In the card-issuing space, a predictable pattern exists with plastic cards, Very Good Security’s CEO and Co-founder Mahmoud Abdelkader told Karen Webster.
Consumer demands card. Issuer prints card, sends it off — and promptly loses contact and context about that card. The security risks with plastic cards out in the field are well-known: plenty of personally identifiable information (PII) and, of course, the card number on there, too.
Necessity is the mother of invention, as they say — and necessity is spurring financial institutions (FIs) to examine issuing virtual cards in greater numbers.
The pivot toward virtual card issuance can be tied to one simple pressure along supply chains: namely, the ongoing chip shortage, Abdelkader said. Sourcing the chips, the transistors and the components that go into the tangible cards has been problematic. But there’s a gap between getting the virtual cards into consumers’ hands and getting them to use those cards.
“It’s a very big revenue model for companies that issue cards,” said Abdelkader. “And they get a little bit of the interchange back.”

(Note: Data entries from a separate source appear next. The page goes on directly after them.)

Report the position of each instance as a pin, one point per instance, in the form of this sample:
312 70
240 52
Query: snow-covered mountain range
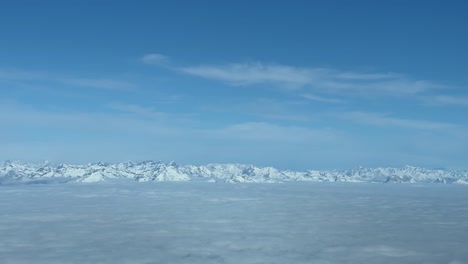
14 172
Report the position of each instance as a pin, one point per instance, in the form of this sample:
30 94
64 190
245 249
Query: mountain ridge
146 171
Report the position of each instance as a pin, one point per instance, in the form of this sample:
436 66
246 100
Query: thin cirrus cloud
318 84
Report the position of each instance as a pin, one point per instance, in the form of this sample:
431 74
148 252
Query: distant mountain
20 172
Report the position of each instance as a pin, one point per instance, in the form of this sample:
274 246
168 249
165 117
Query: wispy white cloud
319 80
382 119
138 110
97 83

Special opportunities are in place when it comes to virtual cards, he said. Those cards can, for example, embed offers and promotions — and even loyalty programs (a Netflix subscription, for example) — that can bring those virtual cards to top of mind and top of wallet.
But, as Abdelkader noted, the issuers need to know they are compliant while they control the entire end-to-end user experience. But navigating card launches with speed and achieving PCI compliance isn’t easy. He pointed to the use of aliasing as a key way to protect data and the consumer, from the point of registering for the card to using those virtual offerings day to day.

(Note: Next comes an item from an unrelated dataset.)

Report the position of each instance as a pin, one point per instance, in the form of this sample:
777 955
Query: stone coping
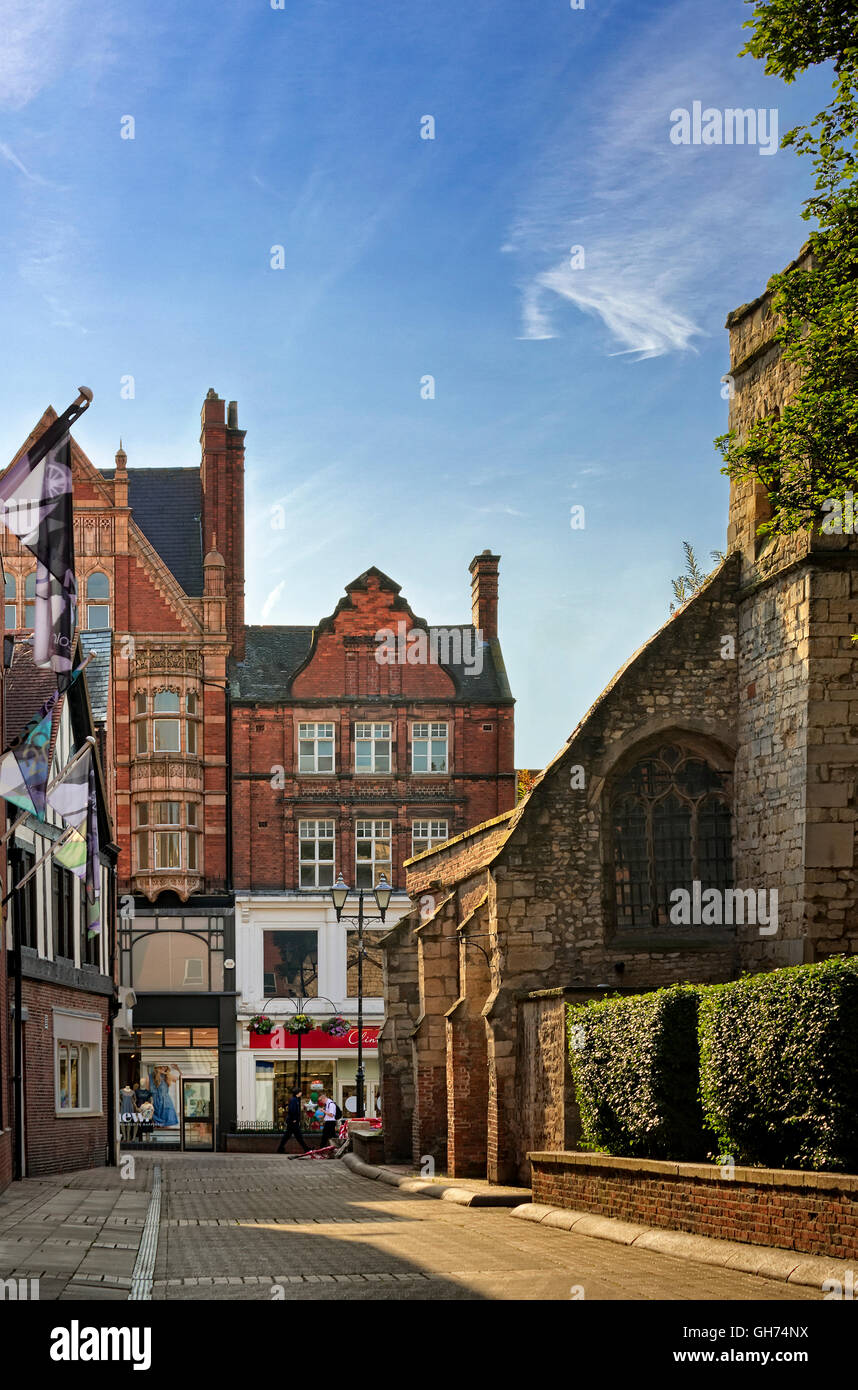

At a high level, aliasing has been described as a process where data is mimicked but is not transported to — nor does it reside within — end systems.
The heightened levels of security, said Abdelkader, can also help firms protect their back-office operations. Hacks and ransomware are short-circuited as the sensitive data simply is not there to be stolen.

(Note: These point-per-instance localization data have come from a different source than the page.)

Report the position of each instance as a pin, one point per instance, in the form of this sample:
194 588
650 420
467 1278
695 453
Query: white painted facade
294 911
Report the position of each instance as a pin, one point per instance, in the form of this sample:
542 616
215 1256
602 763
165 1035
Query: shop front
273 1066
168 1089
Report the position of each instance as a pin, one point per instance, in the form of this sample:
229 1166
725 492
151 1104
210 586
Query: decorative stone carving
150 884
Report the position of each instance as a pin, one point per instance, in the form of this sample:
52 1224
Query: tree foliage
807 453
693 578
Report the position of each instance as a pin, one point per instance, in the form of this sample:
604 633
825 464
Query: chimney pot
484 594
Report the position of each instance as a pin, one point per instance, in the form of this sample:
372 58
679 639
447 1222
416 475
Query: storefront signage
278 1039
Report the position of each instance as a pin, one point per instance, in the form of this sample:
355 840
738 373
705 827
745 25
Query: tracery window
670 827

Controlling The Experience
For the issuers, he said, “it’s important to be able to control the experience, to give that user a conversion experience, to make sure that the revenue is maximized and optimized for that particular transaction.” FIs can then use aliasing strategically to increase revenues, incentivizing a user to transact with that same card in the context of an application (or a rewards program, for example).
Metadata, Abdelkader explained, helps the FI understand how individuals are transacting as they are motivated to make purchases. One added benefit accrues for the FIs, too: They don’t have to spend additional money on ad campaigns or brand awareness efforts — instead, they can turn security, compliance and logins into competitive advantages. Consumers, in the meantime, will eventually be able to monitor and control their data in a way that has not been previously available to them.
Abdelkader pointed to the example of one bank in Texas that had a strict timeline to go to market with one of its commercial cards. It turned out that in the process of developing those cards, the VGS client found a stumbling block in compliance and security. That hampered their efforts to go live with the cards, as well as their efforts to determine just how individuals would interact with their FIs when activating, using or reporting issues with those cards. Aliasing, he said, can intercept a customer email or text message and “rewrite” it by replacing a card number with the alias — thus, the sensitive data never makes it to the customer agent.
Consider it a case of building a bridge between card deployment and card use, as well as building up a steady flow of transactions.
“The whole point of this is that we solve the back-office problems, but also help customers go live faster,” Abdelkader said — and the transaction lift has been significant, about 15 percent to 20 percent, VGS has observed. “Those transactions do not need to be ‘nurtured’ to get the bank to start seeing revenue right away,” he added.
Giving Context To The Cards
Abdelkader said that the flexibility and programmability of the virtual cards can give rise to scenarios where the cards satisfy concrete use cases such as budgeting, where spending limits are in place over a certain timeframe and only for certain items. Or the cards, he said, can be provisioned to children, with similar limits, to teach them good spending habits. In the commercial setting, virtual cards can be similarly budgeted or limited to treasury functions, or limited by department spend.
Looking ahead, product development initiatives exist that can give users the ability to “opt-in” to move their cards to top of wallet (with promotional activities to entice those decisions) or to push a preferred payment method. As Abdelkader told Webster, to aid FIs’ initiatives to innovate their card programs, delving into data and data privacy, “we built a platform to let you build applications on top of sensitive data, and we know that the interfaces that you use today to collect the sensitive data itself should be a platform.”
As he told Webster, with data aliasing, “the virtual card issuing piece is done. Now card issuers can focus on what they can enable on those cards.”